Questions about Art Research


Almost all university programs leading to graduate degrees strive to provide students two things.  First, the programs require their students to achieve a mastery of their field's subject matter.  Second, they require that their students demonstrate the ability to execute accurate, reliable, original research.

The skills to execute such research have technical and ethical guidelines to maximize accuracy, reliability, and transparency, as well as to help protect against error and distortion.

These guidelines are discussed in almost all graduate fields of the liberal arts and sciences except in the field of contemporary art.  As a result, it is very difficult in reviewing art research and its conclusions to separate out opinion from objective fact.  It is also difficult to review the research to check for mistakes, lacks of transparency, or undisclosed influences that might lead to distortions.

The Mission Statement of the College Art Association states:  "Representing its members’ professional needs, CAA is committed to the highest professional and ethical standards of scholarship, creativity, connoisseurship, criticism, and teaching."

This section of the website explores distortions in academic research on contemporary fiber art and craft and it looks at what has been happening in the greater art world at the same time.
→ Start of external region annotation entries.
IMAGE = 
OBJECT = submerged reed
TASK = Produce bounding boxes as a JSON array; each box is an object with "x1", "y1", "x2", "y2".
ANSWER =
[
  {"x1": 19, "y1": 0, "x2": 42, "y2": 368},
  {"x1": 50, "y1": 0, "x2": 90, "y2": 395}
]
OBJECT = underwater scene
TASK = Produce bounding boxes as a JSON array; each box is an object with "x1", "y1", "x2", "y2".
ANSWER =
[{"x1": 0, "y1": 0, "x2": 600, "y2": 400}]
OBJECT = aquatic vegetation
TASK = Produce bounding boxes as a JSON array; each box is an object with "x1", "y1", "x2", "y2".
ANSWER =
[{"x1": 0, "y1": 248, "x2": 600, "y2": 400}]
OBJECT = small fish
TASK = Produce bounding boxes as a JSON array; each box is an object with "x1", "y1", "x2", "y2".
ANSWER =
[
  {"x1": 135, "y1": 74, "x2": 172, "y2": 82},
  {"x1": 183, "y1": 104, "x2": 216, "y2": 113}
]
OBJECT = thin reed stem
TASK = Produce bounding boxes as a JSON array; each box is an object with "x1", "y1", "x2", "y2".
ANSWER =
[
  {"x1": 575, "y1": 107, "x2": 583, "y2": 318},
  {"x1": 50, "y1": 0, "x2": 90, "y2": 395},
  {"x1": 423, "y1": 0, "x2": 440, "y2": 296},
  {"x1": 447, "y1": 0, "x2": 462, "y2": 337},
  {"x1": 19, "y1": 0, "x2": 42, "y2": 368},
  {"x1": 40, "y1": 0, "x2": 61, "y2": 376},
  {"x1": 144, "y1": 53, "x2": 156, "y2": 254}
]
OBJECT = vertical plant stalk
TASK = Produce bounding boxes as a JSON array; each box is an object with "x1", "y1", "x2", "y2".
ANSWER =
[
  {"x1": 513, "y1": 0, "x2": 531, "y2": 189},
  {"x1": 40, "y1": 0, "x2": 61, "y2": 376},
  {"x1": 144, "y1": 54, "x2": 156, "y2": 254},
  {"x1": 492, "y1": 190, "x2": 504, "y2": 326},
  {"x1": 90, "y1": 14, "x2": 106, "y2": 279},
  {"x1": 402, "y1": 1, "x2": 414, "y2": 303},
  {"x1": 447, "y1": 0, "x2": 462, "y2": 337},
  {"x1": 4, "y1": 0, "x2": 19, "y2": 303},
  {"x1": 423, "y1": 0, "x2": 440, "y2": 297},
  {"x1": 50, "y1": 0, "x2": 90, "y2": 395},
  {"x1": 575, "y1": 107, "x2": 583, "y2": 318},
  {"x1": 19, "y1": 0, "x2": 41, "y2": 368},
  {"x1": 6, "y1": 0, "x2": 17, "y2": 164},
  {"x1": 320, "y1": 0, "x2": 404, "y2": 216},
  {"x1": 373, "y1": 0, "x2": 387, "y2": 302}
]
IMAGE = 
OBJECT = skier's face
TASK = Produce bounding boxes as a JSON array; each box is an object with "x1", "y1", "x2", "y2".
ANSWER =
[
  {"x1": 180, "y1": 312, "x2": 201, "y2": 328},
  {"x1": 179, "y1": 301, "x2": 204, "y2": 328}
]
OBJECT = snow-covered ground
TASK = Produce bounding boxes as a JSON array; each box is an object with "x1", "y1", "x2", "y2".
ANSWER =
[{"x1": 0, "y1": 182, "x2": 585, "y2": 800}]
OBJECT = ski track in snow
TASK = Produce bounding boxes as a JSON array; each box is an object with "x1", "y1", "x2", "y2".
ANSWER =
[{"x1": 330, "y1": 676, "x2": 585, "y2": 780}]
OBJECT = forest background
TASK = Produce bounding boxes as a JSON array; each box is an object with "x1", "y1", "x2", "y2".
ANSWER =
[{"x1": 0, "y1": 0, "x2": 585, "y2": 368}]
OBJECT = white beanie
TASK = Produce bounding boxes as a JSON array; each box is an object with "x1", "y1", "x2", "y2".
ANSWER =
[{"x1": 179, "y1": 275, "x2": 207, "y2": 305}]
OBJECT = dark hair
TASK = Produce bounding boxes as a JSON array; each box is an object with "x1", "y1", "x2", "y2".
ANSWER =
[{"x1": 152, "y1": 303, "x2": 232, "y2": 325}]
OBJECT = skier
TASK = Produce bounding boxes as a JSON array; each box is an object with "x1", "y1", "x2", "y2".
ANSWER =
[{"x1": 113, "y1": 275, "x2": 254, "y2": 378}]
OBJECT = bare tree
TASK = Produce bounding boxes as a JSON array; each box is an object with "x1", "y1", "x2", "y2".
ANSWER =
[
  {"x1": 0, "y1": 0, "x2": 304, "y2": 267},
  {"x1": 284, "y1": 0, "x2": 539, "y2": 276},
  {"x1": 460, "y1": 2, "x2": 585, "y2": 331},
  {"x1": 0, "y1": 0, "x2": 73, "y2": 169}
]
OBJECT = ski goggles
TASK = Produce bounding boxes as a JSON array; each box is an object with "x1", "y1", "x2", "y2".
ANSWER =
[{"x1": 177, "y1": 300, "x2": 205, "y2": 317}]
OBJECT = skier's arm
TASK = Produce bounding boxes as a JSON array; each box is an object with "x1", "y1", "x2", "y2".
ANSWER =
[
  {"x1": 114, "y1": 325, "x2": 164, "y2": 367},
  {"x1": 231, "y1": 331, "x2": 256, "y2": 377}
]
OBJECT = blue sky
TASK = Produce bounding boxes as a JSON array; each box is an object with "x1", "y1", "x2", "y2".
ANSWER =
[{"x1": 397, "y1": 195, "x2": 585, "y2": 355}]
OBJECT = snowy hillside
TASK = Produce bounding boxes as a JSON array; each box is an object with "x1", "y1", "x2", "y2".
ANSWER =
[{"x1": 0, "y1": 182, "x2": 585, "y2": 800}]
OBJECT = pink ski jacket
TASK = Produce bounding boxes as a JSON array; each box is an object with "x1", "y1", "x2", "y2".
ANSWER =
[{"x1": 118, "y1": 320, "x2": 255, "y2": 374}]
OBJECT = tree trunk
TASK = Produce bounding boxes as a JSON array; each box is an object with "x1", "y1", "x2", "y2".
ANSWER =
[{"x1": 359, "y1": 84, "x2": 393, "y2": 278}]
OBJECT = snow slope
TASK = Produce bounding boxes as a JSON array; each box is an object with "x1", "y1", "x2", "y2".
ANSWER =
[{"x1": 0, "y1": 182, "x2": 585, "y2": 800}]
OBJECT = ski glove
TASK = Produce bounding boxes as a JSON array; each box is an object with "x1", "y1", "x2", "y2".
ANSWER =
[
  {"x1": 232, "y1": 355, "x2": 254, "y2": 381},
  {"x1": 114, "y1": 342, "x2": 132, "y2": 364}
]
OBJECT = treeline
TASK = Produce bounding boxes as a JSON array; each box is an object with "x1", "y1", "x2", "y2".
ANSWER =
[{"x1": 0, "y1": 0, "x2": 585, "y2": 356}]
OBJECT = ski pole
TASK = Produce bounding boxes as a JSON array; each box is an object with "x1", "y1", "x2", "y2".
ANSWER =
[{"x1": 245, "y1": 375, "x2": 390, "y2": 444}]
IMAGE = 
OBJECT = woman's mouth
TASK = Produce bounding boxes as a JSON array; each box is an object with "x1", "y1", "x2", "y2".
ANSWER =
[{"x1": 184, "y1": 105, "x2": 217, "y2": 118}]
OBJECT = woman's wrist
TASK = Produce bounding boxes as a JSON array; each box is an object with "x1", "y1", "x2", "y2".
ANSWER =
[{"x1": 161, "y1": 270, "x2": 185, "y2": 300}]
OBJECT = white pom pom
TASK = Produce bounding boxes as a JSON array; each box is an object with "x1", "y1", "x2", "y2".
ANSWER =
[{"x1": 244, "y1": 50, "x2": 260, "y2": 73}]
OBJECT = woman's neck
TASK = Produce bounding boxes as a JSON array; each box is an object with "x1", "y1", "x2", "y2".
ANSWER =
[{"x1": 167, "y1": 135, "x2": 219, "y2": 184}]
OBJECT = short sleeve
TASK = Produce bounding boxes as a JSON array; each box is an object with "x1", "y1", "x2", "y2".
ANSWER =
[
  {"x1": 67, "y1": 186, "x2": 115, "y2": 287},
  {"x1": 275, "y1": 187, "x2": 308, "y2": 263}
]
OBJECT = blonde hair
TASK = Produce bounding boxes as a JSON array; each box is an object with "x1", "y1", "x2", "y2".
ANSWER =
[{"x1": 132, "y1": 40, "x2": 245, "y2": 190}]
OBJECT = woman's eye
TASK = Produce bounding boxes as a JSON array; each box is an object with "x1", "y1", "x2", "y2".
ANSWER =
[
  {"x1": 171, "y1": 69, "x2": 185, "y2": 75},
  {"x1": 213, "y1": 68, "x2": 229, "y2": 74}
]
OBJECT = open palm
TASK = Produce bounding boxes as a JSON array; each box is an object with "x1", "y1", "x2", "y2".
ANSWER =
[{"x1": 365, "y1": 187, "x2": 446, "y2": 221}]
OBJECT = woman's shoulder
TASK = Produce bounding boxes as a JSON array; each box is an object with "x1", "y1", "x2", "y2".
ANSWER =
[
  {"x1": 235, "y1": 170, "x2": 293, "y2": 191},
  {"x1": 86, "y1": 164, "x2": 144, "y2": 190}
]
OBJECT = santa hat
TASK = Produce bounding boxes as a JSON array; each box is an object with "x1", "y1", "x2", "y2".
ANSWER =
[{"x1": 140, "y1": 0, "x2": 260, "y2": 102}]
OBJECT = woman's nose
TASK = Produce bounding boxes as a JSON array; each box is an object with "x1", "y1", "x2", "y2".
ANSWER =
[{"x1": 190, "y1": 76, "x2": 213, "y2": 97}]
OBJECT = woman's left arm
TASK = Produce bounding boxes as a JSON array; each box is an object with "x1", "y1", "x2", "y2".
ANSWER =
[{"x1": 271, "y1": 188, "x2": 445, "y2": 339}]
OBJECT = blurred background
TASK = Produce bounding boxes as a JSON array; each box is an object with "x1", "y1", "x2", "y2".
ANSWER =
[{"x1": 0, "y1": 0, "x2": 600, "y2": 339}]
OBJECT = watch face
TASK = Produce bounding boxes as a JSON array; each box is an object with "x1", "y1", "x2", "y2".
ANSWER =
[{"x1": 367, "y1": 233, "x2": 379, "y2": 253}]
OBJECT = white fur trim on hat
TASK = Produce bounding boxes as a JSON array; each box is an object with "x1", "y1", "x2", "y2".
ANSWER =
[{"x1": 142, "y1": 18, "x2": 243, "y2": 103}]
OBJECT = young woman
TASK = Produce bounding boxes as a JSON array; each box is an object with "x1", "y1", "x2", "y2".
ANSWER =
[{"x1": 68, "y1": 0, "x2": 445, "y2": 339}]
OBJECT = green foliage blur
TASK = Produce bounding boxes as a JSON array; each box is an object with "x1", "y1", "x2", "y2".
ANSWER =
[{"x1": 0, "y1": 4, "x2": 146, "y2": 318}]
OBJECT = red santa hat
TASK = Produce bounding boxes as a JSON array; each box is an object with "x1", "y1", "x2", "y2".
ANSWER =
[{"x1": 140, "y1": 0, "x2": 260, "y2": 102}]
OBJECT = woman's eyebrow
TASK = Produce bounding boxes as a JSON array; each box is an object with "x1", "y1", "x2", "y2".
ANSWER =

Regarding the contemporary field of fiber art and craft, most curious is the similarity between the acknowledged distortion in the research and a similar disproportionate focus in the commercial market.  What is the relationship between the two?  How is art research designed?  How is transparency built into it?  How is accuracy and reliability enhanced and verified?  Unfortunately, there is little information available about academic research guidelines in the field of art research.

The articles in this section include reference to financial, commercial, and promotional influences on professional art research that are extremely powerful, but little disclosed in the academic presentations of the field, especially in museums.  Many of the articles, especially those on commercial price fixing, also grave questions.

The final Tab in this section considers how related fields discuss ethics.  Can those discussions help bring more sunlight to the field of art research and help rectify acknowledged research distortions?

An excellent way to start engaging this issue constructively would be in a professional organization "committed to the highest professional and ethical standards of scholarship, creativity, connoisseurship, criticism, and teaching."*

*From the Mission Statement of the College Art Association.  Since 2001, every successive president of the CAA has been asked what those "professional and ethical standards" actually are, and where CAA members may discuss them.  And every one of those CAA presidents has been unable to identify where CAA members concerned about fiber art may be permitted to explore those standards.

For example, a proposal for a Round Table discussion for the 2010 Conference on this part of the CAA Mission Statement as it pertains to fiber art was submitted to the CAA, including:  "We [will] discuss whether current ethical guidelines are helpful and where information on this is accessible."  In response, the CAA wrote requesting the removal of the reference to "ethical guidelines".  The refernce to "ethical guideline" was duly removed.  The CAA rejected the proposal with no reference to where the CAA actually supports discussion of the "ethical standards" as claimed in its Mission Statement.